0

I have a file in which I am writing the content using the below C# code.

ConcurrentDictionary<string, DateTime> _jobsAck;
public void SaveToDisk()
{
    var binaryFormatter = new BinaryFormatter();
    using (var stream = File.Open(BINARY_FILENAME, FileMode.OpenOrCreate))
    {
        binaryFormatter.Serialize(stream, _jobsAck);
    }
}

I am reading this file and deserializing using the below C# code.

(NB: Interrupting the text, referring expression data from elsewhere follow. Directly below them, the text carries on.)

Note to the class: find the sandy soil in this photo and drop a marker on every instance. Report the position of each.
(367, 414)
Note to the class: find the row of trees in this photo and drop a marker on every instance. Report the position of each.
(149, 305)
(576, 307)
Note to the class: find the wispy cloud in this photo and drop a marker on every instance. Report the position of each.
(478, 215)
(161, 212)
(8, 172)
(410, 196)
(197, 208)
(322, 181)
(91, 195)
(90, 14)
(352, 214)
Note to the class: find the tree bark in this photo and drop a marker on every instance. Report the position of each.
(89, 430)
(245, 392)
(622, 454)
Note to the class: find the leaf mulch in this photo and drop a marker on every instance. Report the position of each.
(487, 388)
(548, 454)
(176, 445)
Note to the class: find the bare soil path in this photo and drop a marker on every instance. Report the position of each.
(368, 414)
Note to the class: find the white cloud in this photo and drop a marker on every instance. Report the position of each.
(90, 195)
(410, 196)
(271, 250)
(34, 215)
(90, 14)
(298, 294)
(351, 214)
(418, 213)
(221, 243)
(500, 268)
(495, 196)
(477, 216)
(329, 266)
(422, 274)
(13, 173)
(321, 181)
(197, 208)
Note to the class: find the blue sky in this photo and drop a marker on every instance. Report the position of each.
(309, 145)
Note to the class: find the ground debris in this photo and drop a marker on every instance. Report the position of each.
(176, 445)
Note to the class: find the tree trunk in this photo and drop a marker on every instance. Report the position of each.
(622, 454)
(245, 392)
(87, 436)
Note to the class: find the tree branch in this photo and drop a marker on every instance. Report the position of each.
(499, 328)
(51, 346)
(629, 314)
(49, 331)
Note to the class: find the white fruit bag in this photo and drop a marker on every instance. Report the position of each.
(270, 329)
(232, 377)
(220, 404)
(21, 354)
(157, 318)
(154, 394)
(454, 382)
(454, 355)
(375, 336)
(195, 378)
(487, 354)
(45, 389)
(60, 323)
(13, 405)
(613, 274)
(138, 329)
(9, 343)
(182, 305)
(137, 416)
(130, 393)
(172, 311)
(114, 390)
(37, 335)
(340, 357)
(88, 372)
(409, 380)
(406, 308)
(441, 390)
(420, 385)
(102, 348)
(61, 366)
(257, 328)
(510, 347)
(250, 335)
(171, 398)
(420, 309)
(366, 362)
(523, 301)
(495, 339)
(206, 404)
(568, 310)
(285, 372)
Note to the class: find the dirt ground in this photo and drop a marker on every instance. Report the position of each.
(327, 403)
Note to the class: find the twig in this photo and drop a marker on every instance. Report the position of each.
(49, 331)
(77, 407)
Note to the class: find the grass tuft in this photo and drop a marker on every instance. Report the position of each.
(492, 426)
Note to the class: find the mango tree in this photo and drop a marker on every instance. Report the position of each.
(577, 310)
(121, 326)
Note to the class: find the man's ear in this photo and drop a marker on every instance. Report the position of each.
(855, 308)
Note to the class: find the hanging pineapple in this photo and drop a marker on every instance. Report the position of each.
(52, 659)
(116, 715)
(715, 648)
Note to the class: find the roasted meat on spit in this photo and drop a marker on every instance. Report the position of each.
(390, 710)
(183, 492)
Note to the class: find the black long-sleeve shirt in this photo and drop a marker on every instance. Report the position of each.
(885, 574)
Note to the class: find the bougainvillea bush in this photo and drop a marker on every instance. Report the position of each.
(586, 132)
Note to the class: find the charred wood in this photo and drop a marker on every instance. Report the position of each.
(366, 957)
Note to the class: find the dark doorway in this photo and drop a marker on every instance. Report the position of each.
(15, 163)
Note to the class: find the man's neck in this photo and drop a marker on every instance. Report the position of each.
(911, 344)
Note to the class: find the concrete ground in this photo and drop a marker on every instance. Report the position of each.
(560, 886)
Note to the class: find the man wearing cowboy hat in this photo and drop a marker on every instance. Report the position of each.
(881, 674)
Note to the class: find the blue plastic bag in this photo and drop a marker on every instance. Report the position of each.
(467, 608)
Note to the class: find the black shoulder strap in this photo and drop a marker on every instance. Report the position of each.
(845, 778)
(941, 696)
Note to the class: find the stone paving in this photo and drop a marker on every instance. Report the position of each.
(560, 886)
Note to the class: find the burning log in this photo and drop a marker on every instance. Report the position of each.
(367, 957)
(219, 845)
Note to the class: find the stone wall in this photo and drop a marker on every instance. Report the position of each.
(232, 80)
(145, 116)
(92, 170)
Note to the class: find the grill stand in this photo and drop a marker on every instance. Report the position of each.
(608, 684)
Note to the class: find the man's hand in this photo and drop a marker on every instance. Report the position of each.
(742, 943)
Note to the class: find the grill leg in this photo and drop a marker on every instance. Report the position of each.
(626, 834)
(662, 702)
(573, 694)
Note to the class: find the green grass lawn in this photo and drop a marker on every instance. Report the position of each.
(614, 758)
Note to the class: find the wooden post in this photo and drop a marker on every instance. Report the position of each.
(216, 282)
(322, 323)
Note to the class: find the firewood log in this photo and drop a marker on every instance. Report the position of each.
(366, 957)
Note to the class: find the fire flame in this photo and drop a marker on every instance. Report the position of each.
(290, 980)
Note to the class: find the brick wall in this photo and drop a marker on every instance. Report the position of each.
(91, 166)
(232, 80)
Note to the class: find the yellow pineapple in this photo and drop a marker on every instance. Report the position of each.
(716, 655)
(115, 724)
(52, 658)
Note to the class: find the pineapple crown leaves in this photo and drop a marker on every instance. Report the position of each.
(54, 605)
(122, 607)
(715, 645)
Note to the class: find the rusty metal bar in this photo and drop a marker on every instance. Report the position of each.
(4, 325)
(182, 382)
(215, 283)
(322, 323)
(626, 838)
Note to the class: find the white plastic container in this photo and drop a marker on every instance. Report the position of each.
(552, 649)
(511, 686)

public void LoadFromDisk()
{
    if (!File.Exists(BINARY_FILENAME)) return;

    var binaryFormatter = new BinaryFormatter();
    using (var stream = File.Open(BINARY_FILENAME, FileMode.Open, FileAccess.Read))
    {
        var deserializedStream = binaryFormatter.Deserialize(stream);
        _jobsAck = deserializedStream as ConcurrentDictionary<string, DateTime>;
        if (_jobsAck == null)
        {
            _jobsAck = new ConcurrentDictionary<string, DateTime>();
            if (!(deserializedStream is Dictionary<string, DateTime> ackDict)) return;
            foreach (var pair in ackDict)
            {
                _jobsAck.TryAdd(pair.Key, pair.Value);
            }
        }
    }
}

We have been asked not to use the BinaryFormatter because it has some security-related issues. So Is there any alternative way which could read/write in binary format?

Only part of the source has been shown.